Conventional fogging is typically around +2.00D for static retinoscopy. Can you have too much fogging? One study of retinoscopy in adults tested fogging of the contralateral eye in 1D increments from zero to 6D, and found that up to 5D there was no significant change in mean refractive state. At 6D of fogging, however, there was a slight mean myopic shift of 0.13D, and up to 0.60D in some participants. The authors concluded that "the practitioner merely needs to ensure that the nontested eye is indeed fogged. The magnitude of fog present will have only minimal effect on the final result."10

One key limitation of cycloplegic refraction is that because of the artificially relaxed accommodation, it does not allow for representative assessment of binocular vision function with a new correction. In this case, non-cycloplegic retinoscopy with fogging is the preferable technique.

Retinoscopy is best

Retinoscopy is the best screening tool for detection of refractive error in children,11 especially in children up to age 7. It’s no secret how we feel about retinoscopy here at Myopia Profile - Kate wrote a whole Ode to My Retinoscope! For paediatric practice, there is no doubt that it is an effective and accurate prescription tool, and can easily be undertaken using a trial frame and/or over the current correction.
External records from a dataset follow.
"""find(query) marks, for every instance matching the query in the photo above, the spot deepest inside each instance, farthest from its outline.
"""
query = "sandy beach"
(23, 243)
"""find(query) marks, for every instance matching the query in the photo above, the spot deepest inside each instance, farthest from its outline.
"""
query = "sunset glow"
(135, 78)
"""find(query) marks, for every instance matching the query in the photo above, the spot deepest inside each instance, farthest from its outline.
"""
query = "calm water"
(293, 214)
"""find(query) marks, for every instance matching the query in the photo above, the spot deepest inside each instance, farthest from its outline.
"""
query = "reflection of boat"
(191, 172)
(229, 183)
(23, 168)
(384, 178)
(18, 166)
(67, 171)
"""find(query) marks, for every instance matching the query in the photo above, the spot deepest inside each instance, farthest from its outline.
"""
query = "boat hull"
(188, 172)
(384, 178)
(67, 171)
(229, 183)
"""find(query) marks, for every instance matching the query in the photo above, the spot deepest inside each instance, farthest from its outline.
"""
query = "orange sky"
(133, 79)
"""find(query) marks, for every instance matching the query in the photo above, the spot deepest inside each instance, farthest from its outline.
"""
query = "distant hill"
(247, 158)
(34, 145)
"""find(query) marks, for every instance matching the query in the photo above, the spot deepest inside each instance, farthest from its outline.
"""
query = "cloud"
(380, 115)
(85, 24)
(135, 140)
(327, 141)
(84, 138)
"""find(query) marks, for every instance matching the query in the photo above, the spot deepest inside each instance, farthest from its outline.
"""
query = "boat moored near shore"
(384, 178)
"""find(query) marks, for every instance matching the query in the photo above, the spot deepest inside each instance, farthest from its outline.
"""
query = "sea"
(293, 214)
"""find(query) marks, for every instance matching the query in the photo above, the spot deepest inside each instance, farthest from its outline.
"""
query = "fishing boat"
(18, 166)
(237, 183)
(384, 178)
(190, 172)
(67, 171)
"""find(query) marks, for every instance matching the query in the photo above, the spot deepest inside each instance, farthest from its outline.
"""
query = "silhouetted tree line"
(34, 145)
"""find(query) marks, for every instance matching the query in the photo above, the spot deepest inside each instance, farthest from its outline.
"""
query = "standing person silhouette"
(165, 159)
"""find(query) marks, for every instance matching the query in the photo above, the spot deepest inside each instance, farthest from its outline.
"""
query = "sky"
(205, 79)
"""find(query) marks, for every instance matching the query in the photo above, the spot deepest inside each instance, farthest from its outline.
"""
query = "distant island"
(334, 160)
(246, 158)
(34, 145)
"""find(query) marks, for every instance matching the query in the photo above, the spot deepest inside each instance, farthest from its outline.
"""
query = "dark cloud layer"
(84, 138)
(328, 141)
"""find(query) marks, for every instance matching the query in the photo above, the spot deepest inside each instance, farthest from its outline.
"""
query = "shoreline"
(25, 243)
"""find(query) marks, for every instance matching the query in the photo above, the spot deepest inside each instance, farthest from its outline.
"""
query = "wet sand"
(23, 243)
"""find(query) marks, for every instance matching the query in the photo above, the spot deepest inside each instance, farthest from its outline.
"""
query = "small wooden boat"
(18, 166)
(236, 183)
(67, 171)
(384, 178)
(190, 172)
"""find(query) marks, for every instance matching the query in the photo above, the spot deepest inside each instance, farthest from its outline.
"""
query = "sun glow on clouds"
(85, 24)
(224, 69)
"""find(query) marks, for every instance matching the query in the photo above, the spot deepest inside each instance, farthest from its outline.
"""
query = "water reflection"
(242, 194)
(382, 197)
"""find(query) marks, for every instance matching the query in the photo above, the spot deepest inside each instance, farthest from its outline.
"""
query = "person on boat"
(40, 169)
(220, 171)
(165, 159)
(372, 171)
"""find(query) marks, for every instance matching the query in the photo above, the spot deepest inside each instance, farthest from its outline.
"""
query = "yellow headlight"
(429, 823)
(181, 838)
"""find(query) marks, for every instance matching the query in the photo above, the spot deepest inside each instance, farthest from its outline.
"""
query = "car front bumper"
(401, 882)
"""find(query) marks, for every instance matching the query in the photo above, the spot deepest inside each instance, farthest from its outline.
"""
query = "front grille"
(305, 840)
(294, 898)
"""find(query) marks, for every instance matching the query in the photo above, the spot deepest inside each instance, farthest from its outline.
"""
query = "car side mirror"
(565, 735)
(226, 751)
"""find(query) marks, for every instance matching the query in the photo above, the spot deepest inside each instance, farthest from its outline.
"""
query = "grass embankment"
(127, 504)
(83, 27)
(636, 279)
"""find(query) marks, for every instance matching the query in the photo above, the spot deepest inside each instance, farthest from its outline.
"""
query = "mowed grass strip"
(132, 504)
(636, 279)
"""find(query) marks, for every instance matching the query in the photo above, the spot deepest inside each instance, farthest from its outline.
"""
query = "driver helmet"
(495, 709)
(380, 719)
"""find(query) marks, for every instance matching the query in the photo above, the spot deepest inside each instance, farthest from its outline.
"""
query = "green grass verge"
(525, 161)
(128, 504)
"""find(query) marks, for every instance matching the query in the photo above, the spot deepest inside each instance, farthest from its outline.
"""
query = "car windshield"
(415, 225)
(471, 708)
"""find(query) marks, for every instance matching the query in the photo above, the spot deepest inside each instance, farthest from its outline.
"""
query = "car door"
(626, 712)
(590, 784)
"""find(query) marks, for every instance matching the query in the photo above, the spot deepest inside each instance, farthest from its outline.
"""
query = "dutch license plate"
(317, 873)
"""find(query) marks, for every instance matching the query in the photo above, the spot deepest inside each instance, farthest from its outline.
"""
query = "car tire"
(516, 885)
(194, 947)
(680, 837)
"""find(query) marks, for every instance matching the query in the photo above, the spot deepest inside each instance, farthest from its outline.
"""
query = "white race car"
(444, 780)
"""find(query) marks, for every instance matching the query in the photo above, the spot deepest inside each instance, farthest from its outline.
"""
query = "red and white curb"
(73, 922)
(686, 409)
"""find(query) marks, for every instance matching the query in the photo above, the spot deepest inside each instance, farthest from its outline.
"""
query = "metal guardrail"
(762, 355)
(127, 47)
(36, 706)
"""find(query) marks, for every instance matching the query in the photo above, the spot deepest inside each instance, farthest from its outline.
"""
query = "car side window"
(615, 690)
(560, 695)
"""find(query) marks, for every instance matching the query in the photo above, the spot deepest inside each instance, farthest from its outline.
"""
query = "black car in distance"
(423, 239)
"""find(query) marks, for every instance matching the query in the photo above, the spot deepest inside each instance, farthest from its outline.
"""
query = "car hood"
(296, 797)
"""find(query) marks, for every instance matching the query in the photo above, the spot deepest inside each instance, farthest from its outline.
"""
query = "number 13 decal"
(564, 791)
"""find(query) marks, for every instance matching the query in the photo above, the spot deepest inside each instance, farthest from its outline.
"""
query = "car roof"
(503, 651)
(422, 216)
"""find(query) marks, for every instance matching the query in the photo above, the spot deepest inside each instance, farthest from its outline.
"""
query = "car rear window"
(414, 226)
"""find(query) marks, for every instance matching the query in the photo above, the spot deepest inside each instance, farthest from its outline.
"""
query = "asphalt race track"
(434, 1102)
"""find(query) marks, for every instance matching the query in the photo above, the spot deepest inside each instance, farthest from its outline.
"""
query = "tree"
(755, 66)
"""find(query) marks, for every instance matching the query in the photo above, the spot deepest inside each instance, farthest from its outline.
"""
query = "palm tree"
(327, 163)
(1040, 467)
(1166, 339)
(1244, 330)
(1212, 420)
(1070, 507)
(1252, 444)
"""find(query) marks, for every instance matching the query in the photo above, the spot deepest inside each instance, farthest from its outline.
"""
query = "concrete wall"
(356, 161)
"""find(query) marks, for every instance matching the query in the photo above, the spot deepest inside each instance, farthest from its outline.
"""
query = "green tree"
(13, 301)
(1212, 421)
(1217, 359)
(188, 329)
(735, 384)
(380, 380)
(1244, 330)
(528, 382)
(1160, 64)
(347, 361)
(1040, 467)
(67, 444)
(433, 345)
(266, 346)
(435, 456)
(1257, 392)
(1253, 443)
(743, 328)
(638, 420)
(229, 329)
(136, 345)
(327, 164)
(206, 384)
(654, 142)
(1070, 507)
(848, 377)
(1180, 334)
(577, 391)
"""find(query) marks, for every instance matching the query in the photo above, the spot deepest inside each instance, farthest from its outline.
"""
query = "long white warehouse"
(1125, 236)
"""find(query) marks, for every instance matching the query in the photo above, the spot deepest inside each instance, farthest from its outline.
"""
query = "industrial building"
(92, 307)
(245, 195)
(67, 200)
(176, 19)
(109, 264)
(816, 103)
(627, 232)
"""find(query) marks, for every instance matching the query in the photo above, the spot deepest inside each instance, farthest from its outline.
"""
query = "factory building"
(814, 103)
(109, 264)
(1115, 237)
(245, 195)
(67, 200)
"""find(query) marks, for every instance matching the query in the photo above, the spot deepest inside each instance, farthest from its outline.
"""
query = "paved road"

As mentioned above, if cycloplegia is not available or not necessary for your young myopic patient, non-cycloplegic retinoscopy with fogging is the ideal refraction technique as it allows assessment of both refraction and the binocular vision response to a new correction, without the situation of an artificially underactive accommodation system.

Retinoscopy is the best screening tool for detecting refraction and amblyogenic risk when done by a competent optometrist or ophthalmologist, and has been demonstrated as accurate.11,12

The American Optometric Association's Clinical Practice Guideline on Pediatric Eye and Vision Examination includes a consensus statement on refraction (pg 23 - emphasis added) which states that retinoscopy is the preferable technique for school aged children. It states that subjective refraction techniques for adults can be used in school aged children, but autorefraction is best used as a starting point for other refraction techniques.

Optometry Australia’s paediatric eye care reference guide lists retinoscopy as the primary refraction technique for children aged from birth to less than 7 years, and includes retinoscopy as part of suggested refraction techniques for children aged 7-14 years, along with subjective refraction. It does not include recommendation of autorefraction for paediatric refractions.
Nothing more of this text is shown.